New currency evaporates if stored in bed-boxes
Mumbai: The Reserve Bank of India (RBI) has announced that new batches of Rs 500, Rs 1,000 and Rs 2,000 notes will evaporate if they are kept together in large numbers - whether in bank lockers or in bed-boxes, a note-stashing place of choice with realtors.
Each note has a light sensor implanted in it, and when notes remain in darkness for more than a month, the sensors activate a chemical reaction that causes the notes to vapourise.
“This is among a series of security measures to counter black money,” says a highly placed source in the RBI. “And it makes it so much easier to detect counterfeit notes. To check if a note is genuine, leave it in a dark place for more than a month. If it’s still there after that, it’s counterfeit.”
Erotic temple art is the work of aliens, say experts
GANDHINAGAR: A group of scholars researching ancient art has concluded that the erotic sculptures adorning the Khajuraho, Konark and many other temples across India are the work of aliens who came nightly to sculpt these figures and disappear before the sun was up.

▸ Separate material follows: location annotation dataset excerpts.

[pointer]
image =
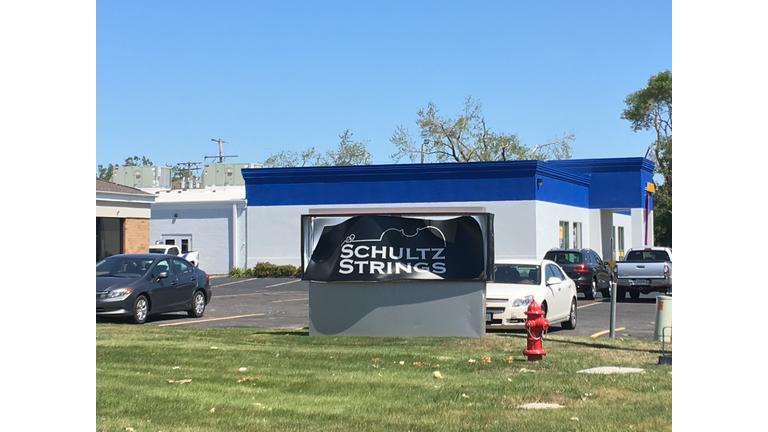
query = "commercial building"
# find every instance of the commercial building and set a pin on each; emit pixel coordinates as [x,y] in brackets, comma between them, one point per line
[122,219]
[602,204]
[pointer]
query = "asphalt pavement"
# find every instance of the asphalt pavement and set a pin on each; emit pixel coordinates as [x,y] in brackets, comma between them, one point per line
[284,303]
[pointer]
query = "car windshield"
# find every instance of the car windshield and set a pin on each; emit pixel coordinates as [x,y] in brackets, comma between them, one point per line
[563,257]
[647,256]
[123,267]
[518,273]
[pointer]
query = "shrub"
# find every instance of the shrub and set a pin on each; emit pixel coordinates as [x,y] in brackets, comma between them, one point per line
[274,270]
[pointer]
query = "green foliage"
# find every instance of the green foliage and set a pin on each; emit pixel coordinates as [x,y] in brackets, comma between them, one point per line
[137,161]
[651,109]
[173,379]
[348,152]
[273,270]
[467,138]
[266,270]
[105,173]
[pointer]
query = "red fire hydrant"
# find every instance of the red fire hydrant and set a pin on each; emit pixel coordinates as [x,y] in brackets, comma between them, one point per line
[536,325]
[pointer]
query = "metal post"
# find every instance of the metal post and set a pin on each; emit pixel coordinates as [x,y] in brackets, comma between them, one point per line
[613,309]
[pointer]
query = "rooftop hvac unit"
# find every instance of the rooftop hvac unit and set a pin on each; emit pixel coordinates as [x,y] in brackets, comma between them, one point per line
[224,174]
[142,176]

“These immoral sculptures depicting depravity cannot have been the work of the Hindu imagination,” says Dr Bhoganand Shashtri of the Adarsh Hindu Research Foundation, who led the group. “Aliens who marvelled at the beauty of our temples and the deeply moral and spiritual lives Indians lived in those times must have done it disturb the equilibrium that prevailed in our land in those times.”
In evidence, he cited several texts mentioning the overnight appearance of these figures on the stone temples. Asked why the people allowed the overtly sexual images to remain, he says, “We are a peaceful, accommodative people. Then and now. Besides, people then were too strong-minded to be led astray by such distractions. Now, of course, it is a different story.”
PM's speeches best antidote to drunkenness
NEW DELHI: Bars and pubs across India are playing prime minister Narendra Modi's speeches as they have been found highly effective in sobering up drunk patrons.
“The number of brawls that take place in my bar have come down drastically after I started playing Modiji’s speeches on a widescreen television,” says Rajbir Singh, owner of the Smash & Grab, a well-known watering hole in the capital.
Many others have reported similar results. “Even those who have had a peg too many start remain well-behaved and walk steady after hearing these speeches,” says Bhaichand Bhangar, owner of the Johnnie Runner bar chain. “In fact, all it takes is for them to hear ‘Mitron, bhaiyon or behnon’, Modiji’s trademark opening words.”
Psychologists explain the phenomenon as an instance of behavioural conditioning. “It all began with his November 8 demonetisation speech, delivered at a time many were nursing a drink,” says Dr Napiyo Napeenedo, a behaviour specialist. “His voice has come to be represent a shock that jolts you into your senses.”
Other experts say it seems to be working for now, but the phenomenon needs to be explored fully through further research.